Department of Hematology and Oncology, Kanazawa University Hospital, 13-1 Takaramachi, Kanazawa 920-8641, Japan.
Int J Hematol. 2012 Sep;96(3):357-63. doi: 10.1007/s12185-012-1155-1. Epub 2012 Aug 15.
Imatinib was the first BCR-ABL tyrosine kinase inhibitor to become clinically available. In this study, we retrospectively evaluated the long-term efficacy of low-dose imatinib (final maintenance dose <300 mg per day) due to intolerance, in comparison to optimal-dose imatinib (≥300 mg per day) in patients with Philadelphia chromosome-positive chronic myeloid leukemia in the chronic phase. The Kaplan-Meier estimates of the median time to complete cytogenetic response, major molecular response, and complete molecular response were longer for 31 patients receiving low-dose imatinib (360, 1360, and 1420 days, respectively) than 74 patients receiving optimal-dose imatinib (170, 420, and 720 days, respectively). However, the differences in response shrank over time and progression-free survival were comparable between the two groups. These findings suggest that long-term treatment with low-dose imatinib is an acceptable alternative for patients with intolerance to the optimal dose.
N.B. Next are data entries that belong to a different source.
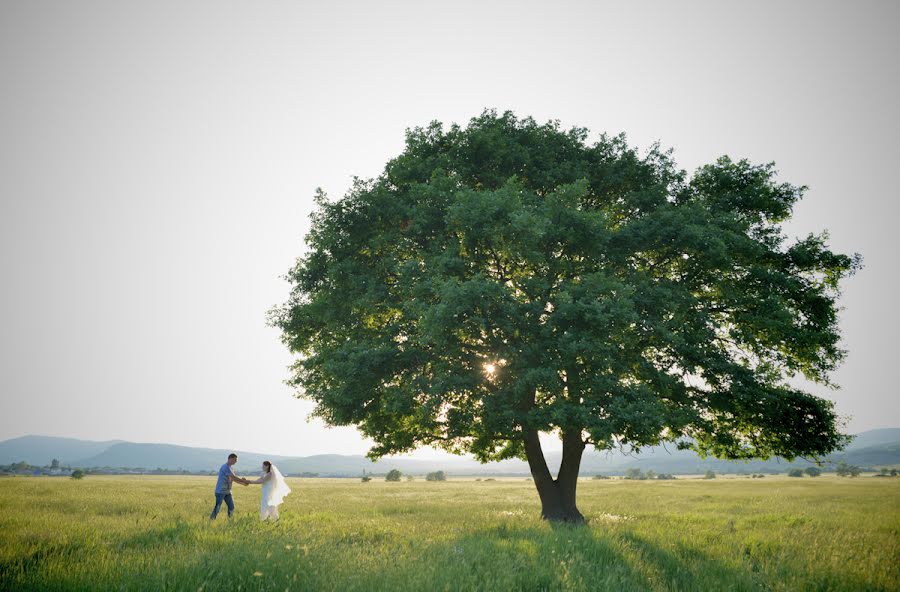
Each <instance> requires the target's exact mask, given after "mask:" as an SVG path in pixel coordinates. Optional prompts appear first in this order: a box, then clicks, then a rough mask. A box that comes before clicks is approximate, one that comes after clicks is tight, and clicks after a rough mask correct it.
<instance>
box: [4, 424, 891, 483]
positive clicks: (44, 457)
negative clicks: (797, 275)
mask: <svg viewBox="0 0 900 592" xmlns="http://www.w3.org/2000/svg"><path fill="white" fill-rule="evenodd" d="M229 452H231V451H230V450H224V449H215V448H194V447H189V446H176V445H173V444H139V443H135V442H125V441H122V440H109V441H105V442H91V441H87V440H78V439H73V438H55V437H50V436H23V437H21V438H13V439H11V440H6V441H5V442H0V465H7V464H12V463H14V462H19V461H25V462H26V463H29V464H32V465H37V466H44V465H48V464H50V461H51V460H52V459H54V458H56V459H59V461H60V462H61V463H62V464H63V465H68V466H71V467H83V468H91V467H97V468H100V467H130V468H143V469H148V470H152V469H156V468H162V469H168V470H187V471H192V472H196V471H212V470H215V469H217V468H218V467H219V465H221V464H222V463H223V462H225V458H226V457H227V455H228V453H229ZM236 452H237V454H238V455H239V465H238V469H241V470H243V471H244V472H251V471H255V470H256V468H257V467H258V466H259V465H260V464H262V461H263V460H267V459H268V460H271V461H272V462H273V463H275V464H277V465H278V467H279V468H280V469H281V470H282V472H284V473H287V474H294V475H296V474H300V473H317V474H319V475H321V476H323V477H326V476H357V475H360V474H362V472H363V470H365V471H366V472H370V473H386V472H387V471H389V470H390V469H399V470H400V471H402V472H403V473H410V474H423V473H426V472H429V471H437V470H442V471H445V472H446V473H448V474H450V475H527V474H528V473H529V471H528V465H527V463H525V462H522V461H519V460H507V461H502V462H495V463H488V464H481V463H479V462H477V461H475V460H472V459H470V458H467V457H448V458H446V459H434V460H431V459H428V460H426V459H413V458H404V457H391V458H385V459H381V460H379V461H377V462H375V463H373V462H371V461H370V460H368V459H367V458H366V457H364V456H362V455H341V454H317V455H313V456H303V457H289V456H278V455H266V454H260V453H257V452H242V451H236ZM545 455H546V457H547V463H548V464H549V465H550V467H551V470H554V472H555V468H556V467H558V466H559V461H560V456H561V453H560V452H559V451H548V452H546V453H545ZM829 460H831V461H833V462H835V463H836V462H838V461H840V460H844V461H846V462H847V463H849V464H854V465H858V466H861V467H882V466H891V465H900V428H886V429H880V430H870V431H867V432H862V433H860V434H858V435H857V437H856V438H855V439H854V441H853V443H851V444H850V445H849V446H848V447H847V448H846V449H845V450H844V451H842V452H839V453H835V454H833V455H831V457H830V458H829ZM810 464H811V463H809V462H807V461H803V460H798V461H794V462H792V463H789V462H787V461H785V460H784V459H771V460H767V461H749V462H740V461H724V460H718V459H709V458H707V459H701V458H700V457H698V456H697V455H696V454H695V453H694V452H691V451H688V450H677V449H675V447H674V446H671V445H670V446H666V447H663V446H655V447H652V448H647V449H645V450H643V451H642V452H640V453H639V454H626V453H623V452H620V451H609V452H607V451H604V452H598V451H596V450H593V449H590V450H587V451H585V454H584V457H583V458H582V463H581V474H582V475H584V476H587V475H594V474H597V473H602V474H608V475H615V474H622V473H624V472H625V470H626V469H628V468H631V467H635V468H639V469H641V470H643V471H648V470H653V471H656V472H657V473H674V474H693V473H703V472H705V471H707V470H713V471H716V472H717V473H737V472H742V471H748V472H772V471H779V472H783V471H785V470H787V469H789V468H793V467H806V466H809V465H810ZM239 472H240V471H239Z"/></svg>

伊马替尼是首个临床可用的 BCR-ABL 酪氨酸激酶抑制剂。在这项研究中,我们回顾性评估了因不耐受而接受低剂量伊马替尼(最终维持剂量<300mg/天)与接受最佳剂量伊马替尼(≥300mg/天)的慢性期费城染色体阳性慢性髓性白血病患者的长期疗效。31 例接受低剂量伊马替尼治疗的患者(分别为 360、1360 和 1420 天)达到完全细胞遗传学缓解、主要分子缓解和完全分子缓解的中位时间均长于 74 例接受最佳剂量伊马替尼治疗的患者(分别为 170、420 和 720 天)。然而,随着时间的推移,两组之间的反应差异缩小,无进展生存期相当。这些发现表明,对于不能耐受最佳剂量的患者,长期使用低剂量伊马替尼是一种可接受的替代治疗方法。